Turkish court sentences Kurdish deputy Aysel Tuğluk to two years’ jail

A Turkish court today sentenced Aysel Tuğluk, a leader of the Peace and Democracy Party (BDP) and elected member of parliament, to two years’ jail for ‘disseminating propaganda’ for the banned Kurdistan Workers’ Party (PKK) in a  speech she made in Yuksekova, in south-eastern Turkey, on March 17, 2010.

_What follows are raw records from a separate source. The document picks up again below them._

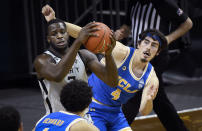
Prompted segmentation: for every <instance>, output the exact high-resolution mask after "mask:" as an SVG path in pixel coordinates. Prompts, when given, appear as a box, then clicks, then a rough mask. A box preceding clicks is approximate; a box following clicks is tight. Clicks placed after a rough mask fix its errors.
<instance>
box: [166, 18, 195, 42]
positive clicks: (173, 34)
mask: <svg viewBox="0 0 202 131" xmlns="http://www.w3.org/2000/svg"><path fill="white" fill-rule="evenodd" d="M192 25H193V24H192V21H191V19H190V18H187V20H186V21H185V22H184V23H182V24H181V25H180V26H179V27H178V28H177V29H176V30H175V31H173V32H172V33H170V34H169V35H167V36H166V37H167V40H168V44H170V43H171V42H173V41H174V40H176V39H178V38H179V37H181V36H183V35H184V34H185V33H187V32H188V31H189V30H190V29H191V28H192Z"/></svg>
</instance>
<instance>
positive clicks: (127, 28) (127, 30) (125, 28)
mask: <svg viewBox="0 0 202 131" xmlns="http://www.w3.org/2000/svg"><path fill="white" fill-rule="evenodd" d="M121 28H122V29H123V30H124V38H126V37H128V36H129V35H130V33H131V32H130V27H129V26H128V25H125V24H124V25H123V26H122V27H121Z"/></svg>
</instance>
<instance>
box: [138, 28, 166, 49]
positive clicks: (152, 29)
mask: <svg viewBox="0 0 202 131" xmlns="http://www.w3.org/2000/svg"><path fill="white" fill-rule="evenodd" d="M148 33H150V34H151V35H152V36H158V37H159V38H160V41H161V44H160V45H159V47H160V48H159V51H161V50H163V49H165V48H166V47H167V44H168V42H167V40H166V37H165V35H164V34H163V33H162V32H160V31H159V30H156V29H147V30H145V31H143V32H142V33H141V34H139V39H140V41H138V43H137V44H136V47H137V45H138V44H139V43H140V42H141V41H142V40H144V39H145V37H147V34H148Z"/></svg>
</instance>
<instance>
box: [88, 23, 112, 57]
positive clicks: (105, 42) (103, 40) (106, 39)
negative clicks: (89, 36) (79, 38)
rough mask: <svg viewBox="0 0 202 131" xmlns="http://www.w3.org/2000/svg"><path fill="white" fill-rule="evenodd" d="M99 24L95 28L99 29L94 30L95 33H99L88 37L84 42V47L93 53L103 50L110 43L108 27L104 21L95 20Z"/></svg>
mask: <svg viewBox="0 0 202 131" xmlns="http://www.w3.org/2000/svg"><path fill="white" fill-rule="evenodd" d="M96 23H98V24H99V25H98V26H96V28H100V30H98V31H96V32H95V33H96V34H99V36H98V37H93V36H91V37H89V38H88V41H87V42H86V43H85V44H84V46H85V48H86V49H87V50H89V51H91V52H93V53H95V54H97V53H101V52H105V51H107V49H108V46H109V45H110V44H111V39H110V33H111V30H110V28H109V27H108V26H107V25H105V24H104V23H100V22H96Z"/></svg>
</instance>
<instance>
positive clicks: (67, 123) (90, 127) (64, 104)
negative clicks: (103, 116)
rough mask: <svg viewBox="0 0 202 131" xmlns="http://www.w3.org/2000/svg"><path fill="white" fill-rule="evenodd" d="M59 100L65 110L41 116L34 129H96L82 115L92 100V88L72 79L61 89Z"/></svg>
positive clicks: (62, 130)
mask: <svg viewBox="0 0 202 131" xmlns="http://www.w3.org/2000/svg"><path fill="white" fill-rule="evenodd" d="M60 101H61V103H62V105H63V106H64V108H65V109H66V111H59V112H54V113H51V114H49V115H46V116H44V117H42V118H41V119H40V120H39V121H38V122H37V124H36V126H35V131H49V130H51V131H98V129H97V128H96V127H95V126H94V125H93V124H89V123H87V122H86V120H85V119H83V118H82V117H83V116H84V114H85V113H86V111H87V110H88V106H89V104H90V103H91V101H92V90H91V87H89V86H88V84H87V83H86V82H84V81H81V80H73V81H71V82H69V83H68V84H67V85H65V87H64V88H63V89H62V91H61V94H60Z"/></svg>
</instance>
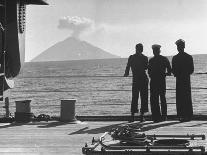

Following the sentence, Tuğluk told NTV television: “What do politicians do? They speak, they express their views. This can disturb some people. Everything should be explicitly discussed unless it includes violence.  Everything would be different today if we had been able to discuss the Kurdish issue 20 years ago. I am receiving a sentence due to a speech in which I called for peace.  What did I say in that speech? I said Öcalan (the jailed PKK leader)  should be accepted as an interlocutor. The state itself is talking to Öcalan. Why is my reference to Öcalan a crime?”

Aysel Tuğluk was re-elected to parliament for Van in the general elections of June 12. The BDP won a record 36 seats, but declined to take the oath of office due to a dispute with the national electoral board. Tuğluk also co-chairs the pro-Kurdish Democratic Society Congress (DTK), which last month announced democratic autonomy for Turkey’s Kurds.